Herman José está de volta aos espetáculos ao vivo para celebrar 50 anos de carreira. O mestre do humor português sobe ao palco do Campo Pequeno, a 4 e 5 de outubro, para reviver as suas personagens mais marcantes e recordar os êxitos musicais que percorreram gerações. Para o efeito, conta com uma big band dirigida pelo maestro Pedro Duarte, seu parceiro musical há mais de 30 anos.

50 anos de carreira é um número imponente…

É um número muito imponente e é interessantíssimo porque, quando era mais novo e via alguém comemorar 50 anos de qualquer coisa, achava completamente patético.

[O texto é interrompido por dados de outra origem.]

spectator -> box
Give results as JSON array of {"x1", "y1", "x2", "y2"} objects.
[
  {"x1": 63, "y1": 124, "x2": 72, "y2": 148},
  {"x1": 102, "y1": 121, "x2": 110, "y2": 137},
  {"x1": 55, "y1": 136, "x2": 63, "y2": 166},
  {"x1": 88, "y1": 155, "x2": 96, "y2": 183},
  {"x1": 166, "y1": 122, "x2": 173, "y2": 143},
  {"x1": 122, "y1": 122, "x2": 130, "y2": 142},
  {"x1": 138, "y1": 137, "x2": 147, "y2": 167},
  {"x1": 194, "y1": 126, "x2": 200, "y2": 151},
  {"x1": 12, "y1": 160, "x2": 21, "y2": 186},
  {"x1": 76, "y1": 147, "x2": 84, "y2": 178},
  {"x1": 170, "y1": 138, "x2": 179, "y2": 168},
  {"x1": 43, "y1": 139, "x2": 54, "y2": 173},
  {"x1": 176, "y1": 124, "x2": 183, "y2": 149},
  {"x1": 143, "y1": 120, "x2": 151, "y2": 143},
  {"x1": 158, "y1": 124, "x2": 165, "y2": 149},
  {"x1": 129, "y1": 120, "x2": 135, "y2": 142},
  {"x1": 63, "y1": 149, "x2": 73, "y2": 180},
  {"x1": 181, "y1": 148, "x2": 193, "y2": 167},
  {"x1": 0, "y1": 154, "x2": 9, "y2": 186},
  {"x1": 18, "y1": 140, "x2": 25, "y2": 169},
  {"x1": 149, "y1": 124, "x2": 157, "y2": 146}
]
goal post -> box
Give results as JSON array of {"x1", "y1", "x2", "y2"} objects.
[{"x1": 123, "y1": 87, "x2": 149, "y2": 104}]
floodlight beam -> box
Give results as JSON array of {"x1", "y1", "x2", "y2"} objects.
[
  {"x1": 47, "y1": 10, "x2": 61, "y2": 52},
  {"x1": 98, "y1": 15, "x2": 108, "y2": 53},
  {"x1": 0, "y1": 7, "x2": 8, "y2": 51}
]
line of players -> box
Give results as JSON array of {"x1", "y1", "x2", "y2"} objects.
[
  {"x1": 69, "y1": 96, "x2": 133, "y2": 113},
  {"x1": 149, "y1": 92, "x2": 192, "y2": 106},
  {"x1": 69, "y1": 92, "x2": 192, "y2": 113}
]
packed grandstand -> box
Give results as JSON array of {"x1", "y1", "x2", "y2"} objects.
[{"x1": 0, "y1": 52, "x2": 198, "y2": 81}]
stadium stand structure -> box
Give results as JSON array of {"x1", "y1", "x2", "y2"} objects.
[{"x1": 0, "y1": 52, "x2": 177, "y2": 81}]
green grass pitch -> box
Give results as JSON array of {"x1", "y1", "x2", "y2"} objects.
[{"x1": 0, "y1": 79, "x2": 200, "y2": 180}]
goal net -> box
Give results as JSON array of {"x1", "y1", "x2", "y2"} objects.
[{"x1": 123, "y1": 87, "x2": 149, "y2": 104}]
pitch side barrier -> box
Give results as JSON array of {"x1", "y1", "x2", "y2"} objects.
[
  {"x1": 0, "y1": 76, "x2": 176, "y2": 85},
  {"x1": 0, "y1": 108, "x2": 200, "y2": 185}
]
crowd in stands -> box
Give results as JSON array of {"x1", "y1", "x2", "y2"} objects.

Pensava sempre “coitado, estás com os pés para a cova, nem sei porque é que estás a comemorar. Vai lá dar uma voltinha ao jardim, jogar damas com os outros velhotes”. Foi sempre essa perceção que tive dos 50 anos de carreira e das pessoas de 70. Fui jovem numa altura em que 70 anos era geralmente o final de vida da maior parte das pessoas. O que nunca imaginei foi que, quando chegasse a esta realidade, ela fosse tão fresca e tão útil, como se de repente vivêssemos 200 anos e isto fosse só um primeiro ato de qualquer coisa que ainda se está a desenvolver.

Celebra a data com dois espetáculos no Campo Pequeno. Em que consistem?

A estrutura é muito simples, até porque não vou fazer nada de experimentalismo. Vou fazer o repertório que tenho feito ao longo destes anos todos e que foi evoluindo. O que faço é pegar nessas coisas, às quais junto as músicas habituais que me acompanharam pela carreira fora. O que vamos ter fora do comum é uma orquestra alargada, uma big band de 20 elementos, que é uma coisa imponente, e um layout audiovisual. É também muito ambicioso no sentido em que é diferente. Vai ser uma espécie de comício político, e não é por acaso que resolvemos investir tanto no espetáculo, que é tecnologicamente muito caro e a orquestra muito grande. É mais um ato de amor do que propriamente um negócio.

Os seus 50 anos de carreira cruzam-se também com os 50 anos do 25 de Abril. É uma feliz coincidência…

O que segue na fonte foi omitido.